Приведем характерный пример из практики: композитор-авангардист, сочиняющий в традиции Кейджа, не любил Шопена (по собственному выражению, его «тошнило» от шопеновской музыки). Его приоритеты лежали в сфере авангарда второй половины ХХ века, а также старинной (преимущественно добаховской) музыки. Однажды я услышал его импровизацию, записаную на диктофон. Удивительно, но в этой музыке - атональной, на слух напоминающей «Ритмические этюды» Мессиана - явственно слышалось шопеновское время. Оно выявлялось на уровне исполнения: автор, вдохновленный своей фантазией, рефлекторно воплощал ее в темпоральных формах, восходящих к нелюбимому Шопену. Вероятно, это же произведение, записанное и разученное кем-то уже по нотам, прозвучит совершенно иначе, ибо в этом случае руководящим фактором будет не слухоэмоциональный импульс («вдохновение»), а умозрительная организация.

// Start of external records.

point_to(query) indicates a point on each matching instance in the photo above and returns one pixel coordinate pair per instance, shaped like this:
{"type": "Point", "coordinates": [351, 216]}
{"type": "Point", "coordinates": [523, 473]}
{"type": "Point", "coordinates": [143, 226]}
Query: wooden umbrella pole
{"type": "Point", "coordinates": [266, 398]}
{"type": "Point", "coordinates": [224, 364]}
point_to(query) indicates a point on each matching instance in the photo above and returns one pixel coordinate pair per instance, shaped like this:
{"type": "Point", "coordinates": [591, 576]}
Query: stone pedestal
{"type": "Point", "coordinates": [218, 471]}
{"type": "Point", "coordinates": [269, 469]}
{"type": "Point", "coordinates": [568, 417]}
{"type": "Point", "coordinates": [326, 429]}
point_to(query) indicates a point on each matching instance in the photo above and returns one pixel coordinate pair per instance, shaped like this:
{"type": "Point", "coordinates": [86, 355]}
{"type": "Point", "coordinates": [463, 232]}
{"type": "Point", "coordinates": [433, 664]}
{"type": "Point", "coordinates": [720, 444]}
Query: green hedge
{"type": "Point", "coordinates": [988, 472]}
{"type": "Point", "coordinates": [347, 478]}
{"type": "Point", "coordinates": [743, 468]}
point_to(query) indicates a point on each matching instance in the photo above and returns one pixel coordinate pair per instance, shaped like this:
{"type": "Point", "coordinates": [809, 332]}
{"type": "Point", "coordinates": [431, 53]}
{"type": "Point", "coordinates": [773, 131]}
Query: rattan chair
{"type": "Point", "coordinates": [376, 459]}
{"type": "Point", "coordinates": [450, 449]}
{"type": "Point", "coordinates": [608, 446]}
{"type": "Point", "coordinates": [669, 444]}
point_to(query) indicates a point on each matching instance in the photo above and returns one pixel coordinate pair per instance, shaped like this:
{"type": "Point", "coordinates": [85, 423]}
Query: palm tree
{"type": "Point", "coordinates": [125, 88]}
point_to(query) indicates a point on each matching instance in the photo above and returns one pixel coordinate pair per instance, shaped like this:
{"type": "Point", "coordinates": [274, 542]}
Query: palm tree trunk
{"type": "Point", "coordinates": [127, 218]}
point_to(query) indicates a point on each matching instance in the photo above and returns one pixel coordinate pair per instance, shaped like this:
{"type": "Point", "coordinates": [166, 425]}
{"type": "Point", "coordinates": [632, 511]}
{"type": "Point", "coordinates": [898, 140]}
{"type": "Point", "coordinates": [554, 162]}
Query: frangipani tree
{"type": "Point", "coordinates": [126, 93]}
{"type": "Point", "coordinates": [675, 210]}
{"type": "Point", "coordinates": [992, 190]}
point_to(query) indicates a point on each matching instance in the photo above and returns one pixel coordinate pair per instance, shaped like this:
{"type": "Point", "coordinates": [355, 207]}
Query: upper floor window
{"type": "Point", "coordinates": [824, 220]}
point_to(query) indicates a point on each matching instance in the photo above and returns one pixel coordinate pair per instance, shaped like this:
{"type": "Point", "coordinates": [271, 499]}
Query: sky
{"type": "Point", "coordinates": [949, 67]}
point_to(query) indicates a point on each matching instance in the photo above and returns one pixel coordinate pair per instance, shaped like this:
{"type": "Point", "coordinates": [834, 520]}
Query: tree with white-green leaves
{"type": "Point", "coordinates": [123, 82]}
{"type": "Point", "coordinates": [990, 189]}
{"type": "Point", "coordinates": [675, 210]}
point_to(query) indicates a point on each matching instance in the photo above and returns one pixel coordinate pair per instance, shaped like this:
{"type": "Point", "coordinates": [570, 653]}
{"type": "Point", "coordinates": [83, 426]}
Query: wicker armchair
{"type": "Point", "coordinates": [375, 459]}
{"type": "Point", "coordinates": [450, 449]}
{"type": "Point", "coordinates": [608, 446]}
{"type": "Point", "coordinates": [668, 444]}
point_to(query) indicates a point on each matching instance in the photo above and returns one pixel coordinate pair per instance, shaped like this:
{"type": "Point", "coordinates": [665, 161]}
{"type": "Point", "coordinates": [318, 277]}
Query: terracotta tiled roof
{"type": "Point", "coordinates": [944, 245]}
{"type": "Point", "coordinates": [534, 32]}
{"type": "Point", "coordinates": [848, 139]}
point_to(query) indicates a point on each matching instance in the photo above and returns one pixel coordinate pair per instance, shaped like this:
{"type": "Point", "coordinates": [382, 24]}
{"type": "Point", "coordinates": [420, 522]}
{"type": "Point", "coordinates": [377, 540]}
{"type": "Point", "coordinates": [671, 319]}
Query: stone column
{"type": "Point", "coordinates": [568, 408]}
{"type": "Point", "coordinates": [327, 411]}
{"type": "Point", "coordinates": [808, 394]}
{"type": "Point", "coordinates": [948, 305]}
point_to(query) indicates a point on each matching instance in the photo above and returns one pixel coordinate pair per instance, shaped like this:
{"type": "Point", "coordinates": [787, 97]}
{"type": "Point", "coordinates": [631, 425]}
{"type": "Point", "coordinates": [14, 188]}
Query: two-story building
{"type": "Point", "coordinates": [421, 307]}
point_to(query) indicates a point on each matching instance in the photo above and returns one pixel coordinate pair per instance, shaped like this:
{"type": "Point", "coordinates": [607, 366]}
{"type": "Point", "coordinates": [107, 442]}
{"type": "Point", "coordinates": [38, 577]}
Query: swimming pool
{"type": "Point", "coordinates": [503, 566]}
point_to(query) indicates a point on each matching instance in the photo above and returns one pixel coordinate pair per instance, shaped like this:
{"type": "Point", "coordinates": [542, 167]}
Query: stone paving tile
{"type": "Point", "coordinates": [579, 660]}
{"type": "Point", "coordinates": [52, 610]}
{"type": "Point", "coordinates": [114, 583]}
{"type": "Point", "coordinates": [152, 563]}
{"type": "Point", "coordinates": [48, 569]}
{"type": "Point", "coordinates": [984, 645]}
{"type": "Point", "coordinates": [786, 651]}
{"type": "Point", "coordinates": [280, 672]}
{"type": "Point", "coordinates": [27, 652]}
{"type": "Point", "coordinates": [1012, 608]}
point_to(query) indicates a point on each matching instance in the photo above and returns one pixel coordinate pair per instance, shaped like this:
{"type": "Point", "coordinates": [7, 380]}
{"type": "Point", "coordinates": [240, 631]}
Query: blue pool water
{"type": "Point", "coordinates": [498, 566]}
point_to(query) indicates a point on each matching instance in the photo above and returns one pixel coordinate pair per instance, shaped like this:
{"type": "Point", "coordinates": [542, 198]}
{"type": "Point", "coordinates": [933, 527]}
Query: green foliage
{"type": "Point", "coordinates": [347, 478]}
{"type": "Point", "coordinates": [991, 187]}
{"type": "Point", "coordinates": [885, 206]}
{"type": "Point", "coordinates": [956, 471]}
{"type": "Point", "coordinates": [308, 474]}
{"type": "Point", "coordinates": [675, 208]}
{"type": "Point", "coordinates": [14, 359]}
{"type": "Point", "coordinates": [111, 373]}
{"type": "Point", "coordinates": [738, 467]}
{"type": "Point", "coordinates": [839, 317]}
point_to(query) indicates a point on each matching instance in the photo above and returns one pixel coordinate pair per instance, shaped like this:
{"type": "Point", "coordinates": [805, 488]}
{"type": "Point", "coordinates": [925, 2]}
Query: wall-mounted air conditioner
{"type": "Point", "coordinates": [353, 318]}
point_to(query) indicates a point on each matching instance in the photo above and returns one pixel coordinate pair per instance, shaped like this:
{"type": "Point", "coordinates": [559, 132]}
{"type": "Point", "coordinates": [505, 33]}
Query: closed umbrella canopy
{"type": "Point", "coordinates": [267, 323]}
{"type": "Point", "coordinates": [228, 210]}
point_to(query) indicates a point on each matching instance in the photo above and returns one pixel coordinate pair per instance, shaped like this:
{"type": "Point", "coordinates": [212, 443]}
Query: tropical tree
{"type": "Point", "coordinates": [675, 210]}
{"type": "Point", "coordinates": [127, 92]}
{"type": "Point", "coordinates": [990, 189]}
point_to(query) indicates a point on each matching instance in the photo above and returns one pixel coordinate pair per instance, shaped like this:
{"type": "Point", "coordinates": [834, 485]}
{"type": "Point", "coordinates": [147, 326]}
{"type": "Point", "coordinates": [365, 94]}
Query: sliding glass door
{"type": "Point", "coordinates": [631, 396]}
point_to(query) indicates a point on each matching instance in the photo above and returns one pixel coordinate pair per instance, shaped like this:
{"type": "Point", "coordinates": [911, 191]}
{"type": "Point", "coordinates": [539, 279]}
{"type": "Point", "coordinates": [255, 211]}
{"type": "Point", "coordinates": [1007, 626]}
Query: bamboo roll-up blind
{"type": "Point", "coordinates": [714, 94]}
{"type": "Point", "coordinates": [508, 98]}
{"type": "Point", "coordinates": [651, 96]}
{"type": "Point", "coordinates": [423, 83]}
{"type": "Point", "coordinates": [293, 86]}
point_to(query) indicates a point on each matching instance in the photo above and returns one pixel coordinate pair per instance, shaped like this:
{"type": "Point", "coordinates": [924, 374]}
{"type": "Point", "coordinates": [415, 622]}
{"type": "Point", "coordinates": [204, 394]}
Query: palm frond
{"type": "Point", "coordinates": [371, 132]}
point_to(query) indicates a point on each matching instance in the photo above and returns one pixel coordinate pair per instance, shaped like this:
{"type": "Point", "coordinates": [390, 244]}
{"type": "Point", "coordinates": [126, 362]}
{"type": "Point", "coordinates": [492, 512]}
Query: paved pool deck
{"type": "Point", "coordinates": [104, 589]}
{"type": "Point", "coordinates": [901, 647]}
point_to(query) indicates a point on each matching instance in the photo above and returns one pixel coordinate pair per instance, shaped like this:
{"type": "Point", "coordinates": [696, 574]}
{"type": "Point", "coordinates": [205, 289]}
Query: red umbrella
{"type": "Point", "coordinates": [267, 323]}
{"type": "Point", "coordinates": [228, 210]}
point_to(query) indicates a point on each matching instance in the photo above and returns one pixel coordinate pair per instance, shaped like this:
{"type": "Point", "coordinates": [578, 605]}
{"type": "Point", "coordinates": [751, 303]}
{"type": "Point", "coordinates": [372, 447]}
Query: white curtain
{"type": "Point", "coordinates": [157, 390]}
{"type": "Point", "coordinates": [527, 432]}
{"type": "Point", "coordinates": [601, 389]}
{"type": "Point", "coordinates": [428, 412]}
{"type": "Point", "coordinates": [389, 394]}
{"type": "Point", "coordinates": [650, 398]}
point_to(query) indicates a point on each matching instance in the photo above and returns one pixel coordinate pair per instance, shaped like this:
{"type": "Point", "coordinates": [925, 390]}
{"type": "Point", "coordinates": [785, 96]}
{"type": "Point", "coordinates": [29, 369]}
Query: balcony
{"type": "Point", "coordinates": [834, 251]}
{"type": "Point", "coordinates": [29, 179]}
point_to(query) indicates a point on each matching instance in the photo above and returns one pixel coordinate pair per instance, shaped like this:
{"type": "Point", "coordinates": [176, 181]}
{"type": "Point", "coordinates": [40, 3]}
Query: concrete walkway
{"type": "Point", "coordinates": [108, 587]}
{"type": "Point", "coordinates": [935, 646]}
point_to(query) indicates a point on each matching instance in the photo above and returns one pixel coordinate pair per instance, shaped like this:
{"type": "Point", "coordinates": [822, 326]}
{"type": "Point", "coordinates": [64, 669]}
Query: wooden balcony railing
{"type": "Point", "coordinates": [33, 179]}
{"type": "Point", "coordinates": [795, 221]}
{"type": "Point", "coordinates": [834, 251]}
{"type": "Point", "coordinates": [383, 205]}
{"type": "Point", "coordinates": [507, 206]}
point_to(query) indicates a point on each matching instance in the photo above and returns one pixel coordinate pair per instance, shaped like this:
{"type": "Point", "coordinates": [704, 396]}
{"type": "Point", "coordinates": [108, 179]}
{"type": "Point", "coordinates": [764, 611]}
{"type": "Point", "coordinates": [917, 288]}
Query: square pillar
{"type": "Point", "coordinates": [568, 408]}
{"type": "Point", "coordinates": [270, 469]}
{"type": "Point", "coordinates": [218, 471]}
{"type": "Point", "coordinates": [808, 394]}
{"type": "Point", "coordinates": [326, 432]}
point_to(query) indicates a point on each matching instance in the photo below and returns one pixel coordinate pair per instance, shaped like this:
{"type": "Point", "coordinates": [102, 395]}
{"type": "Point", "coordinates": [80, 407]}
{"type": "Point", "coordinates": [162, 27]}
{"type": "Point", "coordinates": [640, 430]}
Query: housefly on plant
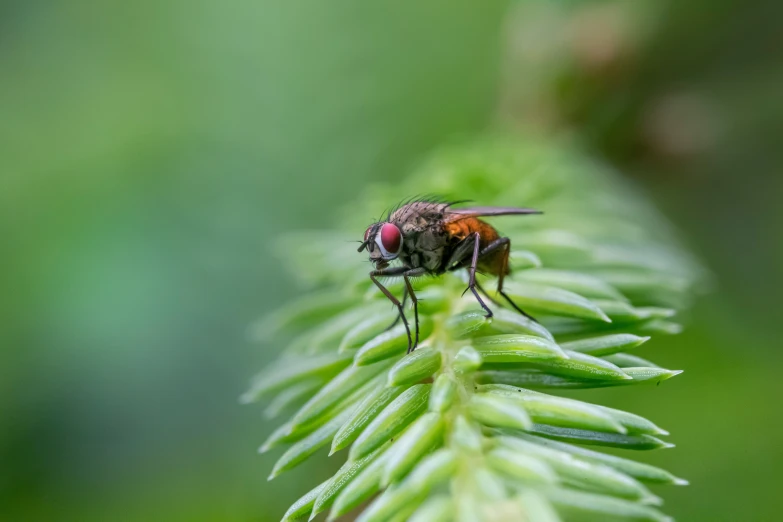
{"type": "Point", "coordinates": [430, 237]}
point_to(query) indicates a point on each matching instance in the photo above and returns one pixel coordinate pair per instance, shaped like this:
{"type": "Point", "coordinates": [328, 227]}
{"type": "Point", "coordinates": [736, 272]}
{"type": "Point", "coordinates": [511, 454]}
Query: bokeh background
{"type": "Point", "coordinates": [151, 151]}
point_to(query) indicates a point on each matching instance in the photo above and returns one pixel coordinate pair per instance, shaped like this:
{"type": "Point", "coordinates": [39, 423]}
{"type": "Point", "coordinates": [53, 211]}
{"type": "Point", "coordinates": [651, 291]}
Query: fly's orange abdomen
{"type": "Point", "coordinates": [462, 228]}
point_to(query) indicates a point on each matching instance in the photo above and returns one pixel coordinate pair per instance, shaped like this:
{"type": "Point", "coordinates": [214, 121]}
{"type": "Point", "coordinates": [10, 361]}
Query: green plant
{"type": "Point", "coordinates": [470, 426]}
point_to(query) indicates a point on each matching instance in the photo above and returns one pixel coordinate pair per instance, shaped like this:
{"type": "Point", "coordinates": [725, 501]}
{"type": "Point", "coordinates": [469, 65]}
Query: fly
{"type": "Point", "coordinates": [432, 238]}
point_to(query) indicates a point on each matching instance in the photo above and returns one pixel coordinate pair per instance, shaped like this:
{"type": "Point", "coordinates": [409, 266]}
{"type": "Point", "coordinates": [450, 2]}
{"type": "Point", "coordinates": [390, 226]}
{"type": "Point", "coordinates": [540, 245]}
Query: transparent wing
{"type": "Point", "coordinates": [455, 214]}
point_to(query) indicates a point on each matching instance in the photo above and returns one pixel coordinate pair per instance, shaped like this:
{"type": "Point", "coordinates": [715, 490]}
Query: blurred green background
{"type": "Point", "coordinates": [151, 151]}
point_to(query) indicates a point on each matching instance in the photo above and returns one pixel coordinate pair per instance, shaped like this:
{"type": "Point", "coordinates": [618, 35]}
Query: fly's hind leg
{"type": "Point", "coordinates": [504, 243]}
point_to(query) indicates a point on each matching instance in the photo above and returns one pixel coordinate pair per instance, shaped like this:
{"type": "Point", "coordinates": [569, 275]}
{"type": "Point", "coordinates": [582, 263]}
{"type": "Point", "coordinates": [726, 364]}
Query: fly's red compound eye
{"type": "Point", "coordinates": [389, 240]}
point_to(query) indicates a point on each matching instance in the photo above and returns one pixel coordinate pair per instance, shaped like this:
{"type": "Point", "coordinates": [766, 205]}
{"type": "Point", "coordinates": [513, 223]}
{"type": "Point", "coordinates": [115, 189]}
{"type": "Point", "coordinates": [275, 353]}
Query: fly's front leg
{"type": "Point", "coordinates": [409, 291]}
{"type": "Point", "coordinates": [397, 319]}
{"type": "Point", "coordinates": [393, 272]}
{"type": "Point", "coordinates": [504, 243]}
{"type": "Point", "coordinates": [472, 274]}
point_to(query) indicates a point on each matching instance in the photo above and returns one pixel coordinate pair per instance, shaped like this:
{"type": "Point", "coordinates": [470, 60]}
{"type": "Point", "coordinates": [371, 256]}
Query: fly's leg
{"type": "Point", "coordinates": [484, 292]}
{"type": "Point", "coordinates": [393, 272]}
{"type": "Point", "coordinates": [397, 319]}
{"type": "Point", "coordinates": [504, 243]}
{"type": "Point", "coordinates": [409, 291]}
{"type": "Point", "coordinates": [472, 273]}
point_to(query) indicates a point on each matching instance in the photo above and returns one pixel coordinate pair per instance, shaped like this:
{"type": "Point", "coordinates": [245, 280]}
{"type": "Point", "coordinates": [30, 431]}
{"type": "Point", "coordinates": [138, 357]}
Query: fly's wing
{"type": "Point", "coordinates": [455, 214]}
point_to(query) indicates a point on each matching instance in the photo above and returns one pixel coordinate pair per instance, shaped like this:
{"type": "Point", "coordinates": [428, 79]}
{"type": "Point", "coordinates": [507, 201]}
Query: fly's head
{"type": "Point", "coordinates": [383, 241]}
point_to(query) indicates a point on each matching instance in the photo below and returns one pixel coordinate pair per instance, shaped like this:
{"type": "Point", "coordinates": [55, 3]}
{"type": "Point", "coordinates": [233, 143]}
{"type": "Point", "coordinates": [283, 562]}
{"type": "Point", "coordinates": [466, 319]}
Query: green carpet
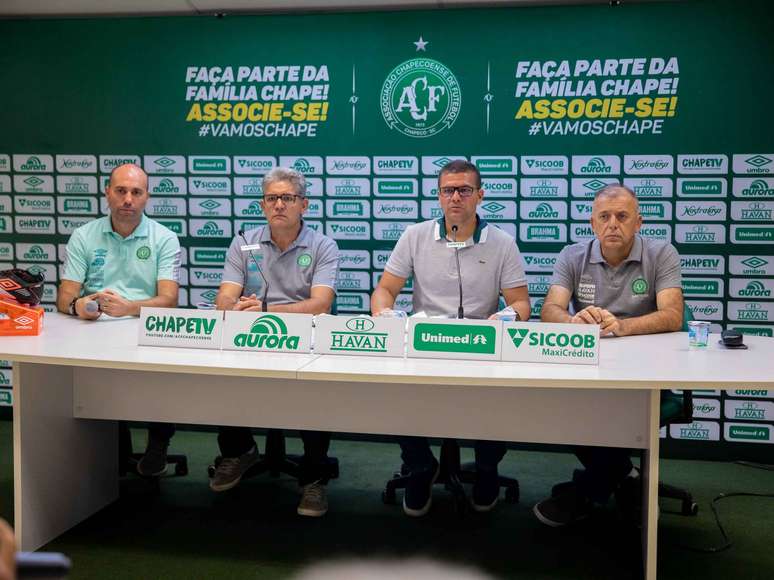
{"type": "Point", "coordinates": [182, 530]}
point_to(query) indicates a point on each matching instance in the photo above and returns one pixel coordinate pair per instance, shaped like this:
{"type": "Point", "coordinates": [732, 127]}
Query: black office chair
{"type": "Point", "coordinates": [276, 461]}
{"type": "Point", "coordinates": [676, 409]}
{"type": "Point", "coordinates": [452, 475]}
{"type": "Point", "coordinates": [128, 460]}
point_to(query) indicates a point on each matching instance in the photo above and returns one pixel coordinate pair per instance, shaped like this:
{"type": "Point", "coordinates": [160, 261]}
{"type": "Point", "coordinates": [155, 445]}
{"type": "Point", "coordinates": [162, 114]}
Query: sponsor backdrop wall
{"type": "Point", "coordinates": [550, 103]}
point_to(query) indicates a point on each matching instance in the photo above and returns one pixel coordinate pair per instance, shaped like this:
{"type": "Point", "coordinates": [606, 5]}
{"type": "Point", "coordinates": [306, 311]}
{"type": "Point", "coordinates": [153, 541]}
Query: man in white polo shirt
{"type": "Point", "coordinates": [490, 264]}
{"type": "Point", "coordinates": [122, 262]}
{"type": "Point", "coordinates": [628, 285]}
{"type": "Point", "coordinates": [300, 266]}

Данное явление нельзя свести лишь к различию исполнительских манер, ибо создание музыки (и тем более – такая непосредственная его форма, как импровизация) – явление синкретическое, включающее в качестве компонента музыкального (не нотного!) текста также и предполагаемое звучание, а следовательно – исполнение. Тождественность слухоэмоционального импульса шопеновской темпоральной парадигме в данном примере очень показательна.

Что же это за парадигма?

2.

Речь пойдет о главном законе шопеновского времени - о том, что вокалисты школы бельканто, а вслед за ними и сам Шопен называли tempo rubato.

Нужно сразу оговорить, что Шопен не является «изобретателем» так называемой «свободной» ритмики (агогики); более того, «свободная» ритмика возникла прежде «не-свободной». Последняя была актуальна в классицистской традиции, берущей начало за 70-80 лет до Шопена, а в предшествующих традициях агогика играла существенную роль, в частности, была важнейшим средством клавирной артикуляции.

Речь идет не об агогической свободе как таковой, а о неком ее качестве. Для понимания его природы обратимся к общим принципам музыкальной ритмики, изложенным в работе М. Харлапа [3, 4].

Тактовая система европейской музыкальной ритмики по своей природе опирается на дискретное иерархическое членение темпорального потока на кратные отрезки. Такая ритмика называется квалитативной, или акцентной; время в ней организуется счетом отрезков, а не их стоимостью (формальной длительностью во времени). Профессиональная европейская музыка XVII - нач. XIX в.в. основана на акцентной ритмике, которая выражает суть музыкально-темпорального мышления Нового Времени - линейно направленное и необратимое поступательное развитие (бег времени, который нельзя остановить). В такой парадигме любой отрезок музыкального времени может быть кратно сосчитан, даже если темп меняется, и длительность счетных единиц формально неравномерна («свободная игра»). Выход из правил этой игры равносилен в данной традиции выходу за рамки самой музыки, - исключая три ситуации:

1. Соприкосновение данной культуры с некоторыми вокальными традициями, в частности, с итальянской школой бельканто.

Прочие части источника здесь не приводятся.